Mercè Crosas is a data technologist and researcher, who just recently took on the role of Secretary of Open Government at the Generalitat de Catalunya (Institutional Government of Catalonia).

Up until then, she held two roles at Harvard University, as the Chief Data Science and Technology Officer at Harvard's Institute for Quantitative Social Science and as University Research Data Management Officer at Harvard University Information Technology (HUIT).

Mercè led several software platforms and tools for research data sharing and analysis, applied to all research fields.

CESSDA asked Mercè Crosas to answer a few questions.

Read the full interview below or tune in on YouTube!

  1. How are you coping with the COVID-19 crisis and how do you make sure that you get work done?

    For me part of the problem has been working too hard because, in the current situation, you can be reached by many more people than before and could be available for a meeting anytime. At least that seems to be what people tend to assume. With Zoom, there are no distances. If you don't control it, you end up working a lot and there are no weekends but a continuous flow of meetings.
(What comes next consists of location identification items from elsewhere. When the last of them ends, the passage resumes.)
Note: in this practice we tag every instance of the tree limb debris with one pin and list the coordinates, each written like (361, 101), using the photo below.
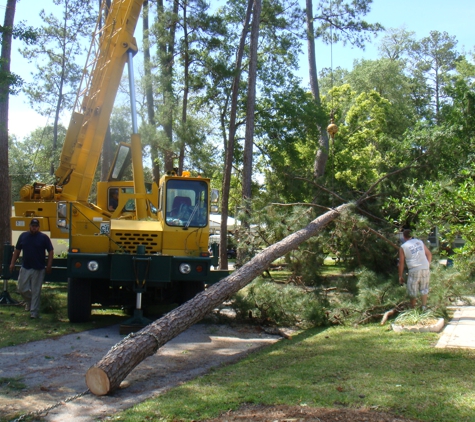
(106, 375)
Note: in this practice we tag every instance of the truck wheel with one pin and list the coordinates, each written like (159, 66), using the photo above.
(190, 289)
(79, 299)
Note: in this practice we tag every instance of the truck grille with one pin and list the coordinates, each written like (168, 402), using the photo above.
(128, 241)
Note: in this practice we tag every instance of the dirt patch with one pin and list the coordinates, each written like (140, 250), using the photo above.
(302, 413)
(54, 370)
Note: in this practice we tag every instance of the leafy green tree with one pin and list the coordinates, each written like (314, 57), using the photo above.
(60, 41)
(433, 58)
(30, 158)
(396, 44)
(9, 84)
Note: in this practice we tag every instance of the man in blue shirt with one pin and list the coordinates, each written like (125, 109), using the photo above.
(33, 243)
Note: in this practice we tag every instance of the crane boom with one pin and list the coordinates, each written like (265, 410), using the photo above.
(88, 125)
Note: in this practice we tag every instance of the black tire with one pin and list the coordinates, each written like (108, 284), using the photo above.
(79, 300)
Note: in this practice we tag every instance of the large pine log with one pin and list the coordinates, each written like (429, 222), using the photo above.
(106, 375)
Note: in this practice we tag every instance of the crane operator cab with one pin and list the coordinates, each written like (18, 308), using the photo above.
(186, 203)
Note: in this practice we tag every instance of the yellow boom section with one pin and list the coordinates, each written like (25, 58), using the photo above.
(85, 136)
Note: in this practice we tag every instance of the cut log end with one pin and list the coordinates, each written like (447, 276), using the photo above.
(97, 381)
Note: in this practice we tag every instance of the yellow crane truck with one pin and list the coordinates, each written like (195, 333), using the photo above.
(139, 243)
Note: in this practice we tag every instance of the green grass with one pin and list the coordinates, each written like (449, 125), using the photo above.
(18, 328)
(369, 367)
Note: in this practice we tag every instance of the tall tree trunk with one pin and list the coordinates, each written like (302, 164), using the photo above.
(229, 148)
(105, 376)
(251, 105)
(321, 156)
(5, 192)
(149, 91)
(166, 46)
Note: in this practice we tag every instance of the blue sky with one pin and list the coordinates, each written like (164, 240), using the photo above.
(456, 17)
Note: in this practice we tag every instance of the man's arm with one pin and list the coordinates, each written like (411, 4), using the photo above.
(402, 258)
(16, 254)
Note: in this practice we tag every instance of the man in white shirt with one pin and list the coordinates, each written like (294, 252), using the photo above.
(417, 257)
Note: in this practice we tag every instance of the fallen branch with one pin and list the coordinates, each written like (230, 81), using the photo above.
(106, 375)
(396, 310)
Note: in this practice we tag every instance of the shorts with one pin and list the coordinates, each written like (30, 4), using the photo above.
(418, 282)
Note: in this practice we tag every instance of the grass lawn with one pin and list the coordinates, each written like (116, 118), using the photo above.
(18, 328)
(369, 367)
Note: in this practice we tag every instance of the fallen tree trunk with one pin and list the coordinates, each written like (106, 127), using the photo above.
(105, 376)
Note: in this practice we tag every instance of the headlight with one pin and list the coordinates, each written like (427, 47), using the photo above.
(185, 268)
(92, 265)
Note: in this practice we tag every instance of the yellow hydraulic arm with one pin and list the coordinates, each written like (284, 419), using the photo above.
(112, 45)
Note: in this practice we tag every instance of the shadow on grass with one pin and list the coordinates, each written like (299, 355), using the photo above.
(368, 367)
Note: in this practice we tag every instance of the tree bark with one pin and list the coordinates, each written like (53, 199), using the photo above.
(321, 157)
(5, 192)
(106, 159)
(251, 105)
(229, 148)
(105, 376)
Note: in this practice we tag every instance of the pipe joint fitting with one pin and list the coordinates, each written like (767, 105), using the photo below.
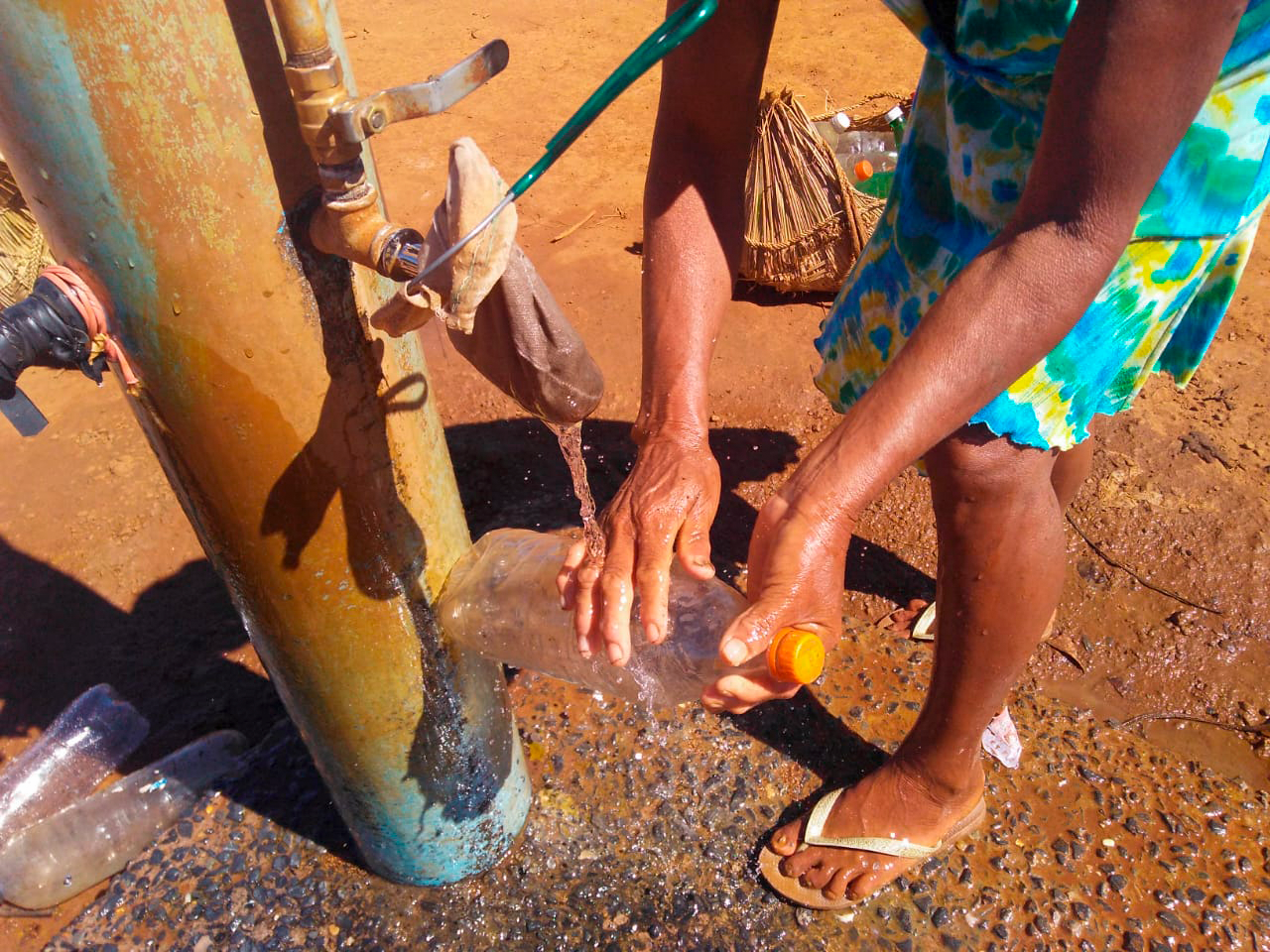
(317, 77)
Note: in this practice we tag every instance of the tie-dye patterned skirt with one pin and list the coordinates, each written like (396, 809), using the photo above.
(961, 169)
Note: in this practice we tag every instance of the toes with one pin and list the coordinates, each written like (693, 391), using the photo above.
(837, 888)
(818, 876)
(871, 880)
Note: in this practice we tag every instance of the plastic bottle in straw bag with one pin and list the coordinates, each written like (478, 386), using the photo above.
(502, 601)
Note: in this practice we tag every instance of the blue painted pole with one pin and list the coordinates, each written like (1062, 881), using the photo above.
(158, 145)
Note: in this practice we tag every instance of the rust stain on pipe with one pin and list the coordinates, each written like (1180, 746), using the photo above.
(159, 148)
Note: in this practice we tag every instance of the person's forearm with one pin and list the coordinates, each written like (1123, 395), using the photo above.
(694, 209)
(1095, 167)
(691, 244)
(1006, 309)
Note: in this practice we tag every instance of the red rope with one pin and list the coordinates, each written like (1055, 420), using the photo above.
(94, 317)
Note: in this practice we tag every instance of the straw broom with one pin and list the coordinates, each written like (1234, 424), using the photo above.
(806, 225)
(23, 250)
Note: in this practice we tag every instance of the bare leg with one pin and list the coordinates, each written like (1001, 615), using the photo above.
(1001, 571)
(1071, 470)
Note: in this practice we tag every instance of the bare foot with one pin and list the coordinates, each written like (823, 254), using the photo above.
(897, 801)
(903, 619)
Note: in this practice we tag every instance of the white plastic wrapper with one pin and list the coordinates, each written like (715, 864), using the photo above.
(1001, 739)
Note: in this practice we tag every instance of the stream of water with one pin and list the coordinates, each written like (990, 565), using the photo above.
(571, 445)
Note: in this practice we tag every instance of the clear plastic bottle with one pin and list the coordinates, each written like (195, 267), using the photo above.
(500, 601)
(84, 743)
(93, 839)
(870, 158)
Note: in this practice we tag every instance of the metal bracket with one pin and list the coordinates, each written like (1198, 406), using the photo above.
(358, 119)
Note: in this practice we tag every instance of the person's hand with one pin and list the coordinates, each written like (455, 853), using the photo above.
(797, 562)
(666, 506)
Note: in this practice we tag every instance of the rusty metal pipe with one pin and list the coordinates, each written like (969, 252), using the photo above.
(305, 448)
(303, 30)
(350, 222)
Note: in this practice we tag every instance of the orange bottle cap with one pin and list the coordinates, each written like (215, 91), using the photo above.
(795, 656)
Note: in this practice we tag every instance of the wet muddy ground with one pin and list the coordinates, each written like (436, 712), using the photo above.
(642, 833)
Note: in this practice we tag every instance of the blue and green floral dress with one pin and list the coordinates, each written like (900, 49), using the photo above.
(965, 157)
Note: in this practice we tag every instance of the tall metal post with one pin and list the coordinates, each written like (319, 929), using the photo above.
(158, 145)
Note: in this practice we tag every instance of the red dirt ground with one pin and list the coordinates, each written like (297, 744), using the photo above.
(104, 580)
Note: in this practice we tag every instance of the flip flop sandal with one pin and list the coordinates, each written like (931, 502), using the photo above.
(924, 629)
(813, 835)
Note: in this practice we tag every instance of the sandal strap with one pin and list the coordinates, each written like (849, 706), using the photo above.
(815, 835)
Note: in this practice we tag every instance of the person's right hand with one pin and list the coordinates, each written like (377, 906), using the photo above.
(666, 506)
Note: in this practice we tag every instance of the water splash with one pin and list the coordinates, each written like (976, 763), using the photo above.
(571, 445)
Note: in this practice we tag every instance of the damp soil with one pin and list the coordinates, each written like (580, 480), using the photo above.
(643, 832)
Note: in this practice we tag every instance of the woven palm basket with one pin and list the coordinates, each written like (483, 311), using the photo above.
(806, 225)
(23, 250)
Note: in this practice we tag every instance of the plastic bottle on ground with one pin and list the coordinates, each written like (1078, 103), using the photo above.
(870, 158)
(93, 839)
(502, 601)
(75, 753)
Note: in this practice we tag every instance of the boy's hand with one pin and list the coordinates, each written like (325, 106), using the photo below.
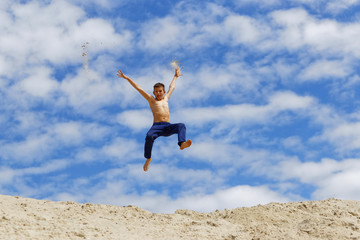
(120, 74)
(178, 72)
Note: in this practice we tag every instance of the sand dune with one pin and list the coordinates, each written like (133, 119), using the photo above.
(24, 218)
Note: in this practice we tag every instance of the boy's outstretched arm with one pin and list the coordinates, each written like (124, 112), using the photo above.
(173, 82)
(135, 85)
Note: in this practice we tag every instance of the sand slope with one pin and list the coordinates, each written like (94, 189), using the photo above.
(23, 218)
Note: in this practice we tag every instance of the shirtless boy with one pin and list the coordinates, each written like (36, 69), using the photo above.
(160, 109)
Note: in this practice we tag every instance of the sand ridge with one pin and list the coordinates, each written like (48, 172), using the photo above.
(25, 218)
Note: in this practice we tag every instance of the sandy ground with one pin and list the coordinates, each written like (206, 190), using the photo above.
(24, 218)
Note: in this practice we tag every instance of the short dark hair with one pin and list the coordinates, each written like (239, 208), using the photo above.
(159, 85)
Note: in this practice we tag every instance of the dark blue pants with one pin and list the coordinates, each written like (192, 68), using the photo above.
(164, 129)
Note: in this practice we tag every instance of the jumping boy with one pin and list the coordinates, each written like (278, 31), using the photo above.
(160, 109)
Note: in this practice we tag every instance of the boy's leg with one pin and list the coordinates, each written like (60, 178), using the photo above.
(146, 165)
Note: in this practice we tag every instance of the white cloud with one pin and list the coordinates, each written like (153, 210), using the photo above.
(326, 69)
(248, 113)
(54, 32)
(345, 137)
(137, 120)
(328, 37)
(39, 83)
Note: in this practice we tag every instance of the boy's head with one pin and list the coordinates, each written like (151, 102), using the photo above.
(159, 91)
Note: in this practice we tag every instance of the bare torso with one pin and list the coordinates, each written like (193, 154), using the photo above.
(160, 110)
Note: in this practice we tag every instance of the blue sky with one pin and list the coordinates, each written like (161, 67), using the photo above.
(269, 95)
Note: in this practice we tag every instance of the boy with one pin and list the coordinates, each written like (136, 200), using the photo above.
(160, 109)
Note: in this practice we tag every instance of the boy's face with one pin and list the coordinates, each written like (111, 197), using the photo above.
(159, 93)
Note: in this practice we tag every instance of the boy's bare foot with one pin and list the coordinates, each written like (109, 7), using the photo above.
(146, 165)
(185, 144)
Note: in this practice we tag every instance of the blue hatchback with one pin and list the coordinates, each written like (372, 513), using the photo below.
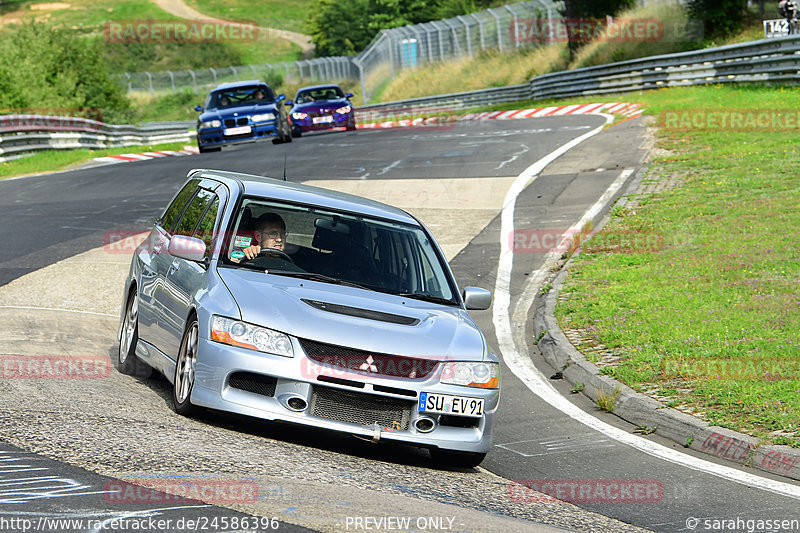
(322, 107)
(241, 112)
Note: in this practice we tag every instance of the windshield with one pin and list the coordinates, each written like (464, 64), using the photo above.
(256, 94)
(318, 94)
(335, 247)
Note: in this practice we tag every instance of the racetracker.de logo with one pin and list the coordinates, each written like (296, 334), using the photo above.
(586, 490)
(181, 490)
(55, 366)
(584, 30)
(183, 31)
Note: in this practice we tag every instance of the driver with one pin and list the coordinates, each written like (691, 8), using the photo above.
(270, 233)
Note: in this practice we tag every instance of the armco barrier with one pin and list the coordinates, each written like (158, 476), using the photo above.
(771, 61)
(22, 135)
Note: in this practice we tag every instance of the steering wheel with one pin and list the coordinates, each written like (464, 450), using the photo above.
(274, 251)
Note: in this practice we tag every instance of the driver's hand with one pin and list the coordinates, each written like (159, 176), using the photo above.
(252, 251)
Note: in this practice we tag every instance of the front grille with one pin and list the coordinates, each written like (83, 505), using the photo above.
(359, 408)
(255, 383)
(370, 363)
(231, 122)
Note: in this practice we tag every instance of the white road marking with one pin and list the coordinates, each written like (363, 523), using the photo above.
(523, 367)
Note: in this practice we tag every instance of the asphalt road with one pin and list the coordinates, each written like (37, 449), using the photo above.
(48, 218)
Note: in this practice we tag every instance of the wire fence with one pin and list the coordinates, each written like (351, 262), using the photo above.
(503, 28)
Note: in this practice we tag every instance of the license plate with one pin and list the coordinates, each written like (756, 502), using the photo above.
(238, 131)
(450, 405)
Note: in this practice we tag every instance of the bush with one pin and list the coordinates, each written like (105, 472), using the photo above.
(52, 68)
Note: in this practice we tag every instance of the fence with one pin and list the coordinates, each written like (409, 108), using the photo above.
(22, 135)
(389, 52)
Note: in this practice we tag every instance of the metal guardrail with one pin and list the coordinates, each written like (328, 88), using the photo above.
(775, 61)
(22, 135)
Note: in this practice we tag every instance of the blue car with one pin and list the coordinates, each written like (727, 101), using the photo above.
(322, 107)
(243, 111)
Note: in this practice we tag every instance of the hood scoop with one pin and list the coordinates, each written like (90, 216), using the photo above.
(362, 313)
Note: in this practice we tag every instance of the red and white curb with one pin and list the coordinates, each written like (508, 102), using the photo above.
(142, 156)
(624, 109)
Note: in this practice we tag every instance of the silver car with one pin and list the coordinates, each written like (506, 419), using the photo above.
(294, 303)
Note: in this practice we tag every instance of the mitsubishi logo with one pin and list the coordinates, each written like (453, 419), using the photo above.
(368, 366)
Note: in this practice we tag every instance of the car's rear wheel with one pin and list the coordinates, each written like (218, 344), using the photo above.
(459, 459)
(128, 362)
(185, 371)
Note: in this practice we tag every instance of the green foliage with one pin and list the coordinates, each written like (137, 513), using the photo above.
(346, 27)
(720, 18)
(52, 68)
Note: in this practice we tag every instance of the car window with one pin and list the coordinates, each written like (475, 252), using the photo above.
(193, 213)
(173, 212)
(377, 254)
(205, 230)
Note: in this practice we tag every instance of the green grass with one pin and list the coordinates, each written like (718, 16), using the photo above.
(712, 316)
(51, 161)
(281, 14)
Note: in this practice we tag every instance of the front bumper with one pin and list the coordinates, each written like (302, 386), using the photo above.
(338, 121)
(214, 137)
(335, 398)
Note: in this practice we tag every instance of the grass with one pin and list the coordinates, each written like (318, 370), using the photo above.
(281, 14)
(711, 316)
(52, 160)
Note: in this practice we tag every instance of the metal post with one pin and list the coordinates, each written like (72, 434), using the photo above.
(514, 22)
(499, 31)
(466, 29)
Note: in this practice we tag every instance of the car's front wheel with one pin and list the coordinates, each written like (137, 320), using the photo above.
(185, 371)
(128, 362)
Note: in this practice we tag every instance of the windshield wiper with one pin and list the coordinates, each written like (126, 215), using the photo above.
(426, 298)
(314, 277)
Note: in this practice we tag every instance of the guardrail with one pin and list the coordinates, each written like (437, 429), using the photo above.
(22, 135)
(764, 61)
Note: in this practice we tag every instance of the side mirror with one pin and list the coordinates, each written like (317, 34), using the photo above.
(477, 298)
(189, 248)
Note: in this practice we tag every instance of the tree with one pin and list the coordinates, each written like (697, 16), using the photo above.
(50, 68)
(720, 18)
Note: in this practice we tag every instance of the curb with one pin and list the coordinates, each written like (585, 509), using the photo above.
(643, 411)
(624, 109)
(143, 156)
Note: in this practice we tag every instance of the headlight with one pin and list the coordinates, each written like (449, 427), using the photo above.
(484, 375)
(237, 333)
(263, 117)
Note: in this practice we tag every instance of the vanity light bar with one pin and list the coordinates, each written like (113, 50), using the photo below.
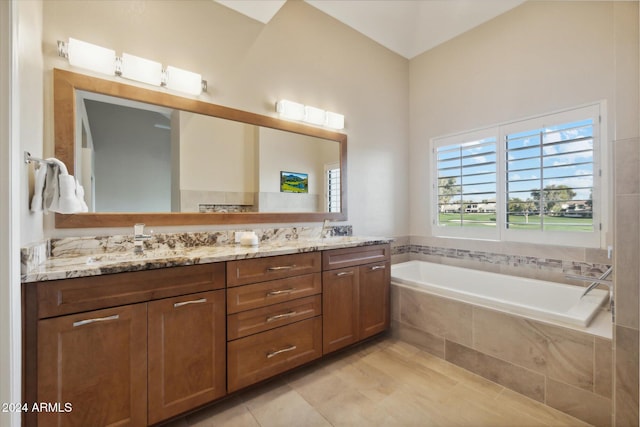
(294, 111)
(101, 60)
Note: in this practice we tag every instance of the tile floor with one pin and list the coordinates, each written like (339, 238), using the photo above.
(380, 383)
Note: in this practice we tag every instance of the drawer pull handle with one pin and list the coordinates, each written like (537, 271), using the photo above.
(283, 267)
(97, 319)
(195, 301)
(281, 316)
(284, 350)
(280, 292)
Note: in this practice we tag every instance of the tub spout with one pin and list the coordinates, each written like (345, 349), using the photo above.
(596, 282)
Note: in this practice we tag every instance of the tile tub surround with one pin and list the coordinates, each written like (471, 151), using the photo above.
(551, 269)
(562, 368)
(90, 256)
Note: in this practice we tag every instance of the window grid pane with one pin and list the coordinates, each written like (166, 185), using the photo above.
(333, 190)
(553, 190)
(467, 183)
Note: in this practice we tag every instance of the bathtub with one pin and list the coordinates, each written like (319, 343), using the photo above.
(536, 299)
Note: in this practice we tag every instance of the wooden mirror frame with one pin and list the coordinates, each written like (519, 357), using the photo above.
(65, 84)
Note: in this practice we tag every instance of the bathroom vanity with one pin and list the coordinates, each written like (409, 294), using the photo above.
(140, 347)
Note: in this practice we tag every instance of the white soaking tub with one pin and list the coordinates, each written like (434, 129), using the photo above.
(536, 299)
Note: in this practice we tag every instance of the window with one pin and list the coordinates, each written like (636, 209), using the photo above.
(467, 183)
(332, 182)
(535, 180)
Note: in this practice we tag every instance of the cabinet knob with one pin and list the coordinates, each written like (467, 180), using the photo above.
(282, 267)
(97, 319)
(284, 350)
(281, 316)
(344, 273)
(195, 301)
(281, 291)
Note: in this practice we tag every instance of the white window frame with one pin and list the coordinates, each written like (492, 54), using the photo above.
(462, 232)
(600, 197)
(327, 178)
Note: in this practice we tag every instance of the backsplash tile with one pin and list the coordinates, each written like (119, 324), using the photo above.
(36, 254)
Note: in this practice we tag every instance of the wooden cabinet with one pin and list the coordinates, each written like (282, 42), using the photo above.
(186, 353)
(96, 362)
(85, 344)
(135, 349)
(274, 316)
(355, 298)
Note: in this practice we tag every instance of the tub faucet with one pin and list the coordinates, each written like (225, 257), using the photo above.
(596, 282)
(138, 238)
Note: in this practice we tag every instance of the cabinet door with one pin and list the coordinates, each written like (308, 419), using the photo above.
(96, 362)
(339, 308)
(261, 356)
(374, 291)
(186, 353)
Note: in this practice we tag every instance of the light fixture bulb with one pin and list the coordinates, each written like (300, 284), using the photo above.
(141, 69)
(314, 115)
(334, 120)
(290, 110)
(183, 80)
(91, 57)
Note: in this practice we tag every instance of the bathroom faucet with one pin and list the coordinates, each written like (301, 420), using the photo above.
(138, 238)
(595, 282)
(326, 228)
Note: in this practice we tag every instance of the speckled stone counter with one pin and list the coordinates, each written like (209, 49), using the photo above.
(93, 256)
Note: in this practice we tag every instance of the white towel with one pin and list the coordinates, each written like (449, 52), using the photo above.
(61, 192)
(38, 194)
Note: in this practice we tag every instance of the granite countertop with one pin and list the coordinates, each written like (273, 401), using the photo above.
(83, 265)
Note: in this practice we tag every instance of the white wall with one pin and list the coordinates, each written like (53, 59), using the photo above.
(20, 129)
(301, 54)
(536, 58)
(216, 154)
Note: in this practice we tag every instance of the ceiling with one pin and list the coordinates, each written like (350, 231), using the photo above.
(407, 27)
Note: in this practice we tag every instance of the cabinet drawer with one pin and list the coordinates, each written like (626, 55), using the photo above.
(255, 270)
(258, 295)
(347, 257)
(264, 355)
(259, 320)
(110, 290)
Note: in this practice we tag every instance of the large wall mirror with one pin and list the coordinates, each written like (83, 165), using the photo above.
(153, 157)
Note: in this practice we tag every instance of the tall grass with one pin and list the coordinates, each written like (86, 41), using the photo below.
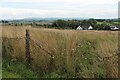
(76, 53)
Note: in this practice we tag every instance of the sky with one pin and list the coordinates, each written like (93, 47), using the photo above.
(19, 9)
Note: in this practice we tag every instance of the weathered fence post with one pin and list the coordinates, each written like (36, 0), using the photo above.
(107, 67)
(28, 57)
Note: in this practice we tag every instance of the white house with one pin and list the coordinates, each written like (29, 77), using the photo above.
(79, 28)
(114, 28)
(90, 28)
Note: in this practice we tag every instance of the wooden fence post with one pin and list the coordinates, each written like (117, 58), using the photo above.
(107, 67)
(28, 57)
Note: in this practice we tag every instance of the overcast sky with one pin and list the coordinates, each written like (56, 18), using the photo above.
(17, 9)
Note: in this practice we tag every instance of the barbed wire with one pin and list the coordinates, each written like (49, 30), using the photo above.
(41, 47)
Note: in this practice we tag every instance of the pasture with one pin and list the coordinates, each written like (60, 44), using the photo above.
(76, 53)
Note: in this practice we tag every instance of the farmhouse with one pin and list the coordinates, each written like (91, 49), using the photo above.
(114, 28)
(90, 28)
(79, 28)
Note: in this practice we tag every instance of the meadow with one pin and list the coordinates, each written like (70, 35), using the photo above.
(76, 53)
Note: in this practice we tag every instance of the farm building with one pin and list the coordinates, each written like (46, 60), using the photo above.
(90, 28)
(114, 28)
(79, 28)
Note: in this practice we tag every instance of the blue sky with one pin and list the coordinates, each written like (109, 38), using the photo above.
(17, 9)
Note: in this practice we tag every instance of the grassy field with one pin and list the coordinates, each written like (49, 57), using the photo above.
(76, 53)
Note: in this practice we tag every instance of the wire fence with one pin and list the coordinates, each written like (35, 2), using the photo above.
(45, 59)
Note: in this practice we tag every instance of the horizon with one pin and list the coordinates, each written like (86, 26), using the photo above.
(98, 9)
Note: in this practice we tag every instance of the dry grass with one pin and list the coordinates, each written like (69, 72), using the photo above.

    I think that happened to many of us at the start of the pandemic. Fortunately, at Harvard we had a lot of support and guidance. Efforts have been made to raise awareness about stress and the importance of a good work-life balance.

    Now I manage it very well by combining going for walks every day with meetings and sitting down at home to just focus on work. When you have a team or you are running projects, and as work becomes more remote, it is important to figure out what is the right hybrid way of working. I think that working half remote and half in person could be ideal for many people. In that case it is very important to have a very clear understanding of common goals for the projects, what everybody is doing, what we want to achieve and milestones that you can review. Quick zoom check-ins once in a while are fine but there is some work that is done better without meetings and on your own. Here I mean strategic work and review work, as well as reading and tasks where you need to think and analyse data or situations.

    Thanks to that balance we have been able to continue to do a lot of work throughout the last year and a half.

  2. Before all this, what would a typical working day have looked like? How does it look now?

    It is easy to forget how it used to look. I used to go a lot to campus and to be in my office. It was a very friendly environment and most of the team was on the same floor, so it was easy to chat. I guess those are the things that you miss, right? Just being able to check in with someone without having to plan a meeting and having brainstorming sessions about things that you do spontaneously. There were a lot of meetings, sometimes walking from one part of campus to another to meet with different teams or groups and a lot more travelling to conferences.

    I am pretty fortunate right now living in a little house in the countryside and being able to go for walks. However, I do miss some of the travelling as it is really nice to meet people that you might work with and just have interesting conversations.

    However, the pandemic has helped me realise that I was away too much, and that I value spending time in nature. At Harvard, we have been thinking about how we will restart after the pandemic. We are not saying that we will go back to where we were before. I think that what everybody should think about is not how to go back but what have we learned and what could we do better. Is there a better way to provide a work-life balance? A way that could make work more enjoyable.

  3. Can you highlight three main ways that your work has supported researchers over the last few months?

    I can think of several and some that are ongoing. In my role as research area management officer, I work with all schools and across all the departments and units at Harvard University and together with colleagues we have created a service catalogue of all the services that Harvard provides. These are mostly data and computing services but some also administrative infrastructure services which are useful to improve how you do your research.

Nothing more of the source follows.